Le gouvernement américain n’a pas perdu l’espoir de rétablir le contact avec le régime actuel du Niger. Au cours du seul mois de mars 2024, la sous-secrétaire d’État pour l’Afrique Molly Phee s’est rendue en vain deux fois au Niger. La perte de ses bases au Niger menace Washington de suivre Paris en perdant définitivement le contrôle de la zone sahélienne.
RAISONS DE LA NON-COOPÉRATION AVEC LES ÉTATS-UNIS
Le Niger s’est rapproché de la Russie ces derniers mois. En décembre 2023, une délégation avec le vice-ministre russe de la Défense Yunus-Bek Yevkurov en tête s’est rendue à Niamey. Les deux parties ont signé un mémorandum d’entente et de renforcement de la coopération en matière de défense. À la mi-janvier 2024, une délégation du gouvernement nigérian s’est rendue à Moscou. Il est évident qu’après le coup d’État, les politiciens et les militaires de l’État africain tentent de tirer le maximum de la situation. Les intérêts de la Russie dans ce jeu relèvent d’un calcul pragmatique et froid.
L’expansion de la coopération militaro-technique avec la Russie et la perspective du déploiement d’Africa Corps du ministère russe de la défense au Niger auraient pu être de bonnes raisons de refuser de poursuivre la coopération avec Washington. Le stationnement d’unités militaires de pays concurrents dans un seul pays est source de toutes sortes d’incidents.
Les autorités nigériennes ont également souligné officiellement qu’elles n’étaient pas satisfaites des conditions financières de déploiement des bases américaines. Par ailleurs, il est évident que ni le Pentagone ni la CIA américaine ne se sont empressés de partager les informations de renseignement avec les autorités du pays hôte, et certaines informations ont été ouvertement collectées auprès de contingents militaires subordonnés au gouvernement.
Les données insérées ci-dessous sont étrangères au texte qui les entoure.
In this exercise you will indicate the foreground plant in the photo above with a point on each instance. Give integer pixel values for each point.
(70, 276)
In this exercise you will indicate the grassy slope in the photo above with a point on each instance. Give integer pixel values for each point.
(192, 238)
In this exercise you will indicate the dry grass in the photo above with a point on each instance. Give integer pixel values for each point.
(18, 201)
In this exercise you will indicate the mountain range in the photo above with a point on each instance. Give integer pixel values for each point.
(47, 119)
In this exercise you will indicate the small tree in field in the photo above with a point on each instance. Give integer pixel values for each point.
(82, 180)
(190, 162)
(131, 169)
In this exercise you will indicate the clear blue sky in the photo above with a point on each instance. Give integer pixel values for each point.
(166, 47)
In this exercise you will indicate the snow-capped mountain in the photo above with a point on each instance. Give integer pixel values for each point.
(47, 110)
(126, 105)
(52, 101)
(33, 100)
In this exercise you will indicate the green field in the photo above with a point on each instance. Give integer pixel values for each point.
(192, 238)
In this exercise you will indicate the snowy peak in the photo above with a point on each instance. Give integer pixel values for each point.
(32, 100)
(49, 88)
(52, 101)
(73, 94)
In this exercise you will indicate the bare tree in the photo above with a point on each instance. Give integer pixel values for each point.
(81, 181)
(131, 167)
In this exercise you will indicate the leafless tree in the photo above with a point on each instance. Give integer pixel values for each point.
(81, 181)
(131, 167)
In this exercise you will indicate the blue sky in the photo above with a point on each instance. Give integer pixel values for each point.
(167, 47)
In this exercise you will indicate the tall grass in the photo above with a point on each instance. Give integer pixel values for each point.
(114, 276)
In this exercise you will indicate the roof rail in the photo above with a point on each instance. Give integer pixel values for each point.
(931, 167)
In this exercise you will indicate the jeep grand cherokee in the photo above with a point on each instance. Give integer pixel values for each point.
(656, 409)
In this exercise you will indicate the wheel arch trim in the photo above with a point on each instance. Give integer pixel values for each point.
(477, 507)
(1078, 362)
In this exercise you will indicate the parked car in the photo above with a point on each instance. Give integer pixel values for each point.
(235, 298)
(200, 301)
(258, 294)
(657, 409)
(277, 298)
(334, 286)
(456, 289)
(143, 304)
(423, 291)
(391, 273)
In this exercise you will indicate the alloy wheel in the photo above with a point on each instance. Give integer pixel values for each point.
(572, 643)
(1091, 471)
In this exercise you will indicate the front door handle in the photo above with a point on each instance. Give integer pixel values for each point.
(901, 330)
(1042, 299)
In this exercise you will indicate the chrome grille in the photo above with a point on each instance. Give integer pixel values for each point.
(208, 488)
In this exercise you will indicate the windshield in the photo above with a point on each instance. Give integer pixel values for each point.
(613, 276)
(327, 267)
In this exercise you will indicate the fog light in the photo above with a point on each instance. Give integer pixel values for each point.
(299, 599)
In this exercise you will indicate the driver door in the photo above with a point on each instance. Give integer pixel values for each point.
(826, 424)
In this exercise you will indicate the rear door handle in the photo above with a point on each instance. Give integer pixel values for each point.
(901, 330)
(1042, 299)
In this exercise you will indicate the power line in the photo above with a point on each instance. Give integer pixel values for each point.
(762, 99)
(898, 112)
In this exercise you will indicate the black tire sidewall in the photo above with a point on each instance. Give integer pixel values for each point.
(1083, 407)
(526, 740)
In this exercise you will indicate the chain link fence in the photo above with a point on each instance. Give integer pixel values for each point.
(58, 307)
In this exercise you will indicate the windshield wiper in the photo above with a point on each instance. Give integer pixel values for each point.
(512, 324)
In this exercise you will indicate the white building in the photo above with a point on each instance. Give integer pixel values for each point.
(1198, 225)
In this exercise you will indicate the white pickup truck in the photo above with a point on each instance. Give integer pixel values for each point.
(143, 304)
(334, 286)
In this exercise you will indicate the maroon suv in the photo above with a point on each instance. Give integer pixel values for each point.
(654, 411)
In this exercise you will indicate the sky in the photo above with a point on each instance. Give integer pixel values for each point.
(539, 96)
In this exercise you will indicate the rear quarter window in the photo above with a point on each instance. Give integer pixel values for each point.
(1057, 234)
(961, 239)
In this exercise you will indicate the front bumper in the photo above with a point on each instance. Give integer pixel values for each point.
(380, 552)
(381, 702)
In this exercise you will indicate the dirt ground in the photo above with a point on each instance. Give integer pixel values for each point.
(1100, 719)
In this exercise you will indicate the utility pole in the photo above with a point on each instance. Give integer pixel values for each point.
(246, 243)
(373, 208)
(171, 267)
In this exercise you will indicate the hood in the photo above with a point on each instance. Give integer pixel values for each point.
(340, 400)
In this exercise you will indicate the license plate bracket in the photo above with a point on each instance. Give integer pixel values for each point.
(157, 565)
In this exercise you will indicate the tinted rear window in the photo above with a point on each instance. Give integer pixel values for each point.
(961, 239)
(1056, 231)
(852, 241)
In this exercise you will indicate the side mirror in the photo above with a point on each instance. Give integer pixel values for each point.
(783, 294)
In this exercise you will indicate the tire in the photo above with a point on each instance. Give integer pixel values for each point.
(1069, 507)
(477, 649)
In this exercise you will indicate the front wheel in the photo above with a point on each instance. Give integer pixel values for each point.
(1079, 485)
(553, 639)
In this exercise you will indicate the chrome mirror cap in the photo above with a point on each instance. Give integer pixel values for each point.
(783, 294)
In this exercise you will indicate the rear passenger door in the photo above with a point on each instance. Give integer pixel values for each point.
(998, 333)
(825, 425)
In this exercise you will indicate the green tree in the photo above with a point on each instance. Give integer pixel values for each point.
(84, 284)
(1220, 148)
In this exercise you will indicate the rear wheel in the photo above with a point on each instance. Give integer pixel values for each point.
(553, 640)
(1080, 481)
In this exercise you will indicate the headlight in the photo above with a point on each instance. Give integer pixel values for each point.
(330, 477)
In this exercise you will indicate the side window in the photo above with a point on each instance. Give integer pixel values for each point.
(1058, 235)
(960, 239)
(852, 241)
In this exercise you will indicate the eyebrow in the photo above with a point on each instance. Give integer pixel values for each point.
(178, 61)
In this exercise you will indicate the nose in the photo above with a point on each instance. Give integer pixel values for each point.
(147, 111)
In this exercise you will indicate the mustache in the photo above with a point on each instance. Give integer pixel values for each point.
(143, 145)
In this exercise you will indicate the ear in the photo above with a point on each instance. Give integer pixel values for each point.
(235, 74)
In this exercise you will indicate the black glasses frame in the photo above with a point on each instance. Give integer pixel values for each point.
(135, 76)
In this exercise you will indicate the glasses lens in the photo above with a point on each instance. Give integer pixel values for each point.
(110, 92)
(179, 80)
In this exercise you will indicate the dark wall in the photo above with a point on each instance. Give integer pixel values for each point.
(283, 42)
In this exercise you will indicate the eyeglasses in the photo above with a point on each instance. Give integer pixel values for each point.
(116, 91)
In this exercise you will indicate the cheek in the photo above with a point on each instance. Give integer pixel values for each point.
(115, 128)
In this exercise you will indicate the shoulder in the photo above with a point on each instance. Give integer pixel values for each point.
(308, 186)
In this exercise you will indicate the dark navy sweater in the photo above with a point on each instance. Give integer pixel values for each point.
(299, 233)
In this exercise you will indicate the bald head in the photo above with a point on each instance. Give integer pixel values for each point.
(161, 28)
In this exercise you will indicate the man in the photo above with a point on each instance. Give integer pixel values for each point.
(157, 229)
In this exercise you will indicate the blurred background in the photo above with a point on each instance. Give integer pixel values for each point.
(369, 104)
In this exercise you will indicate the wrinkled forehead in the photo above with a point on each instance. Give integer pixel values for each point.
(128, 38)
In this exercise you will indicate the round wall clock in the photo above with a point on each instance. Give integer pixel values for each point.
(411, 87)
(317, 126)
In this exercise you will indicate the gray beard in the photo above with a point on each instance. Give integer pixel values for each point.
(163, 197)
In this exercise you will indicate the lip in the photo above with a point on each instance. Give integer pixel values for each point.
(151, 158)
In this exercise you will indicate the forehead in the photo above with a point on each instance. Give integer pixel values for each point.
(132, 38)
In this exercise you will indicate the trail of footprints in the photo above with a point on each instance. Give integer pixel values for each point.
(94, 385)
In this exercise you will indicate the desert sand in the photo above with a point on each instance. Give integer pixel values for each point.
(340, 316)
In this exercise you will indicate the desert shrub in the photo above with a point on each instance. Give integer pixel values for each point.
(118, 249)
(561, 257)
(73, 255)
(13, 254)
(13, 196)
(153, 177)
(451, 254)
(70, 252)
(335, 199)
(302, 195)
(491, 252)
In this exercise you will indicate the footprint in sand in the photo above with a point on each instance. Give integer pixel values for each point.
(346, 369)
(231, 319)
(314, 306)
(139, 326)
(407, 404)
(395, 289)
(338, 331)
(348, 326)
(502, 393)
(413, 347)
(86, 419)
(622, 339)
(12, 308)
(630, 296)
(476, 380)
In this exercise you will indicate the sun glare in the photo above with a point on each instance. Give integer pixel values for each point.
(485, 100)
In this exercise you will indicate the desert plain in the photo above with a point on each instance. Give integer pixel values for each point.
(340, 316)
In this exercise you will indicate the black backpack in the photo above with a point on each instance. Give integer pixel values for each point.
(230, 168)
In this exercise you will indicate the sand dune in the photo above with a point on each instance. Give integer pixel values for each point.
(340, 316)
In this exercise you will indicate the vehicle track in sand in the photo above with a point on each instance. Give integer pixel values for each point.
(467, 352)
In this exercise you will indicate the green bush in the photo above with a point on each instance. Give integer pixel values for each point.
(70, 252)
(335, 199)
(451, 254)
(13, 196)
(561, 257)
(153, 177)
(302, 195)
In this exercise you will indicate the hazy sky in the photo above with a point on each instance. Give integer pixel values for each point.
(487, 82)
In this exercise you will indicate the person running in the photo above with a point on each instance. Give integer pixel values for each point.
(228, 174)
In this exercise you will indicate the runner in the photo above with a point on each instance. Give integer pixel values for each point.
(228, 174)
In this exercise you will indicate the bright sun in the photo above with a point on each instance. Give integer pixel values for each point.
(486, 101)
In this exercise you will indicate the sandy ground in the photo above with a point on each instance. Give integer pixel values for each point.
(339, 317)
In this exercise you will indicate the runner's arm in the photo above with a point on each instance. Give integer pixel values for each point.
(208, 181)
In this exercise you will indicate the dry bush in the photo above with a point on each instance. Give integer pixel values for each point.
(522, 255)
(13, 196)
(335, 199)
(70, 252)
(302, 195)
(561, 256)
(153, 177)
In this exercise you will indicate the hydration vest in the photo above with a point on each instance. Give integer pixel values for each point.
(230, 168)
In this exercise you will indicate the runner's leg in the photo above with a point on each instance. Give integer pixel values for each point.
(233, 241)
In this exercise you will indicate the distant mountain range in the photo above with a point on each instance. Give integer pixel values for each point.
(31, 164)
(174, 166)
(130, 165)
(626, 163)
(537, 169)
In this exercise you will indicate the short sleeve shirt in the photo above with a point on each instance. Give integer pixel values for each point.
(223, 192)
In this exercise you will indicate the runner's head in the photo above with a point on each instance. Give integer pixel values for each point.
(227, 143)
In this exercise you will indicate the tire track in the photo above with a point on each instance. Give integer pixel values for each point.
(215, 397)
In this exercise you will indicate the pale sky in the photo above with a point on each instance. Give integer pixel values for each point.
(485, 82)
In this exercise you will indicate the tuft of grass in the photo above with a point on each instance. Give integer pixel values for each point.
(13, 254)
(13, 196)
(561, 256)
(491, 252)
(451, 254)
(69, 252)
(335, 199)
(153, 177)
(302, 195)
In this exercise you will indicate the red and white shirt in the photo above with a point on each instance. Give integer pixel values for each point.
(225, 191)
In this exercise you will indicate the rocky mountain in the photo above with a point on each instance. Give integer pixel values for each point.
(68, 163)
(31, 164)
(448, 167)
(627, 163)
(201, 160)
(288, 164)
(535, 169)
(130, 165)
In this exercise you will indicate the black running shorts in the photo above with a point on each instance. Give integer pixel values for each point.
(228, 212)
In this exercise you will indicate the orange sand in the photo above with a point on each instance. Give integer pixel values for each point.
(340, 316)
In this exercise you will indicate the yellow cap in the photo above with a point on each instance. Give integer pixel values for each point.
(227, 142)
Il est peu probable que les opérations de frappe ont été coordonnées avec les autoritésnigériennes. Et finalement, Agadez est une ville dont la population est majoritairement touareg. Les autorités ont pu raisonnablement soupçonner les Américains d’établir des contacts plus étroits avec les chefs de clans touaregs dans leur dos afin de gagner leurs faveurs.
OÙ WASHINGTON DÉPLACERA-T-IL SES FORCES ARMÉES ?
Il est probable que l’affaire concerne non seulement les 201e et 101e bases, mais aussi l’aérodrome de la CIA à Dirkou. Il est certain que le Pentagone et la CIA sont confrontés à une question aigue : où déplacer les bases ? Le point de stationnement le plus proche et le plus probable est au Tchad, à l’aéroport de N’Djamena. Cependant, leur redéploiement nécessite du temps et des fonds dont le Pentagone ne dispose pas pour le moment. En outre, le régime de Déby et le parlement tchadien ne verront probablement pas d’un bon œil un tel déroulement des événements.
L’option de réserve est une base à Djibouti, près de l’aéroport international. Cependant, il n’y a pas beaucoup de place pour une expansion du contingent dans ce pays – une sorte de réserve de bases militaires étrangères. En outre, les bases nigériennes perdent leur valeur opérationnelle. Elles ne sont pas essentielles pour contrôler le détroit de Bab-el-Mandeb, et quant à la zone du Sahel, les drones opéreront à la limite de leurs capacités, violant tous les espaces aériens souverains pour y aller. Il ne fait aucun doute qu’en l’absence d’un contrôle adéquat du côté nigérien, les Américains tenteront de détruire l’ensemble de l’infrastructure technique et d’ingénierie de ces bases.